One of the great things about Gladwell is his ability to pull examples from a wide range of topics that weave together into an interesting tapestry of a story. The book opens and closes with Sandra Bland, with the hope that all the chapters in between help explain what happened the day a woman was arrested for a failure to signal, who then committed suicide in her jail cell three days later.
The supporting middle chapters are all quite interesting on their own, and my favorites center around how we so often get tricked by other people. Fidel Castro and his operatives fooled the CIA for years. Neville Chamberlain trusted Adolf Hitler. Bernie Madoff amassed tens of billions of dollars in one of the largest Ponzi schemes of all time. His hypothesis? We are fooled by con-artists because we default to truth. We naturally trust people.

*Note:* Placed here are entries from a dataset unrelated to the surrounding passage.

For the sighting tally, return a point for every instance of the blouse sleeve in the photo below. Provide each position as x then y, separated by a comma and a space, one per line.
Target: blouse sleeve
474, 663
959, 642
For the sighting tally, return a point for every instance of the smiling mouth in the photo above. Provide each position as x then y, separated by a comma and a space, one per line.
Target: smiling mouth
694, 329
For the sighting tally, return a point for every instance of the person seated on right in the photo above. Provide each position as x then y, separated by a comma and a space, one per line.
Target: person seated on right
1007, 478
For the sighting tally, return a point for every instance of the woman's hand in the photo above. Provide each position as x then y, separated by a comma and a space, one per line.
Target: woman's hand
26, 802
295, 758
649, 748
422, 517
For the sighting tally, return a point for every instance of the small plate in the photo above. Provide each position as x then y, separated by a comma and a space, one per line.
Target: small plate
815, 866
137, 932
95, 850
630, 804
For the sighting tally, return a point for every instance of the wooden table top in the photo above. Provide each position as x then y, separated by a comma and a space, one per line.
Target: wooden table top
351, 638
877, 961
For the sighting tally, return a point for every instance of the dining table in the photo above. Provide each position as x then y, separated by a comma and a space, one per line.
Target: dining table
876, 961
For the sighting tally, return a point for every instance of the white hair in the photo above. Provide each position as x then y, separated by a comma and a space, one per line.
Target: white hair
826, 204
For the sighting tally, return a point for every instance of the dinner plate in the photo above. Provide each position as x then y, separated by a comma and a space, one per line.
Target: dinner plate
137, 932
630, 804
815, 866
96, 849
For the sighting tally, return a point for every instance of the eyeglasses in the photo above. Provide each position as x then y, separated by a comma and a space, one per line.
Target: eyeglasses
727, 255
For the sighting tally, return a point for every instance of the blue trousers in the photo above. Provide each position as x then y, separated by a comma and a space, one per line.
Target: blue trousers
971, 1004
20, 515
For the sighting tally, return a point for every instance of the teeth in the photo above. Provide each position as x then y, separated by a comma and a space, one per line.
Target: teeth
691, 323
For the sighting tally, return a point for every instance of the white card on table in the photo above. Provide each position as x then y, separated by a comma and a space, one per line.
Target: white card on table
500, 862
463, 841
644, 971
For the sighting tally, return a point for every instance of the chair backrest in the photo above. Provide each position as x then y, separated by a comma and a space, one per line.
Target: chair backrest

We also have a tendency to not trust people if their insides do not seem to match their outsides. Truth-telling appears to be lying if behavioral signals are mismatched. We condemn innocent people like Amanda Knox because she didn’t conform to what we thought someone in her position should do or say. Police officers don’t trust innocent people like Sandra Bland who fidget in their car when pulled over.
Still, some chapters seem to be a bit of a stretch for the book’s theme, particularly the ones that focus on Brock Turner and Sylvia Plath. Brock Turner was a Stanford student who raped a girl at a fraternity party while both of them were myopic, or black-out drunk, allegedly because of his inability to appropriately interpret his partner’s behavior. With Sylvia Plath, Gladwell introduces the concept of coupling, in which suicide and context are inextricably linked, which is later extended to crime and location.
While I enjoy hearing about the theories of psychologist Timothy Levine, the academic on whom Gladwell relies for his basic argument, the simplicity of the concept that we greatly misunderstand strangers seems to fall short when applied to Brock Turner or Sandra Bland. Misunderstanding does not account for the death of a black woman while in custody of the Waller County jail cell. Gladwell admits as much, but when the book concludes I feel unsatisfied, like the seriousness of the examples demands a more weighty explanation.
Recommended for fans of Gladwell and his approachable journalistic style, especially with the added interest of the audiobook interviews and reenactments!